CkString cks; cks.appendUtf8("\"123\"");
const char *str = cks.getEnc("utf-8");
const char *str2 = cks.getUtf8();

The content of str will be "123, but the content of str2 will be "123". They should be identical.

This worked fine in 9.4.1.68. I could simply rewrite my code, but it looks like there is an error in getEnc() with UTF-8. I should mention that if I do the exact same test using ANSI only, the error does not happen.

Accepted Answer

Thanks. The problem was found and fixed. However, it is only a problem when "utf-8" is the argument to getEnc because this is the value that internally needs no conversion (because the string is stored internally as utf-8). The error was caused by the incorrect expectation that a buffer would contain the terminating null but it did not.
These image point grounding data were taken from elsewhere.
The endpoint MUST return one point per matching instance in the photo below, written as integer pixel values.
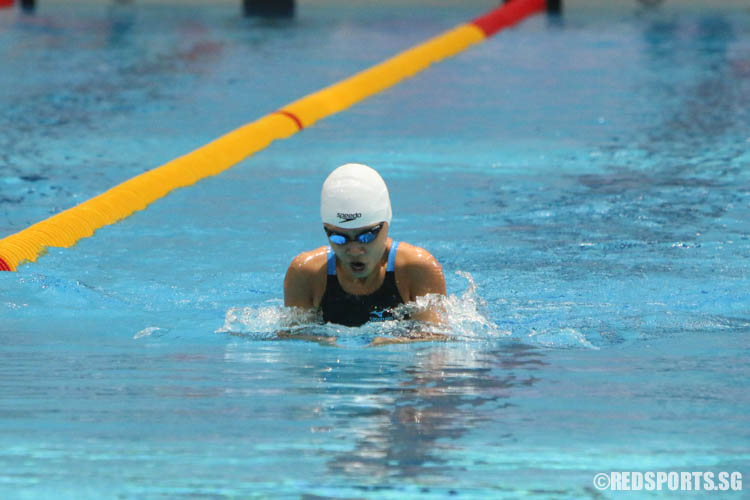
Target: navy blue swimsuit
(344, 308)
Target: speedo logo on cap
(348, 217)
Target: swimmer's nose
(355, 249)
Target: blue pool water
(584, 182)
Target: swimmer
(363, 274)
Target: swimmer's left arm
(425, 277)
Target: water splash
(464, 318)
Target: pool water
(585, 183)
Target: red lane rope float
(81, 221)
(294, 118)
(510, 14)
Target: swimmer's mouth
(357, 267)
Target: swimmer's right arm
(298, 284)
(299, 291)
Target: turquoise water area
(584, 182)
The workaround, until the next "SP1" version release, is to call getUtf8() instead of getEnc("utf-8"). Any other charset passed to getEnc won't cause the problem.

Answer

Unfortunately it appears that CkHttpRequest's LoadBodyFromString(const char bodyStr, const char charset) method has the same issue while using .put_Utf8(true) and setting the output "charset" to "utf-8" as well, e.g.:

CkHttpRequest req;
req.put_Utf8(true);
req.LoadBodyFromString("{ utf-8 encoded json string }", "utf-8");
...
CkHttpResponse *resp = http.SynchronousRequest(domain, port, ssl, req);

Monitoring the http request with e.g. Fiddler2 shows that the trailing bracket in the example above, gets stripped away. Again this worked with 9.4.x so I guess that the issue is related or perhaps even caused by the CkString issue?
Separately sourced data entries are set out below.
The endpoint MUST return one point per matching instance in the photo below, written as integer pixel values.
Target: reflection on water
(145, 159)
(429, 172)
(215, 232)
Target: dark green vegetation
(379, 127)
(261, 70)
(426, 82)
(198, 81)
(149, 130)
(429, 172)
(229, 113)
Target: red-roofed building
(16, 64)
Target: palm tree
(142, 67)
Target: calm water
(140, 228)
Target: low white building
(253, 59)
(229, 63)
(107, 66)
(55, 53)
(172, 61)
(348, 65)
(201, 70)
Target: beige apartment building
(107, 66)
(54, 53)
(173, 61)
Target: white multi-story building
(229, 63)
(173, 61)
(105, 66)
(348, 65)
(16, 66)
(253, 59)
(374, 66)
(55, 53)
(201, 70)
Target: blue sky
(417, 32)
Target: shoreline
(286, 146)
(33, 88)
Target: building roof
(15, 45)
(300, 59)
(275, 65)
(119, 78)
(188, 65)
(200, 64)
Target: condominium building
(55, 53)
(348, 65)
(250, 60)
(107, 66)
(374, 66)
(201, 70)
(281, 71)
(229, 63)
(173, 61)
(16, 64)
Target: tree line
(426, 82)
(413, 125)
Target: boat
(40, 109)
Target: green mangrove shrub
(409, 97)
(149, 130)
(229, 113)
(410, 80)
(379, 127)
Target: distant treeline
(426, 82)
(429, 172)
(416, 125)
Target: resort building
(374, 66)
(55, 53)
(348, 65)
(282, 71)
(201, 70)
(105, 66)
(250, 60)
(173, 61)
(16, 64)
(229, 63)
If I do not specify put_Utf8(true) it works fine, but since the input string is utf-8 encoded, so I need to specify it.

Answer

Thanks! Chilkat will re-release the v9.5.0 C++ libs, adding a micro-version (or patch number) which will be something like "v9.5.0.21".

Answer

I see that newest download is 9.5.0.21, but you have not posted that is was released (You only wrote that you would re-release, but not when)?

Is 9.5.0.21 safe to use?

I noticed that code comments in some cases have character/encoding errors (e.g. CkHttp.h line 1776: Amazon"™s instead of Amazon's). I am quite frankly afraid to use the new version, since proper and trusted encoding is my main concern here.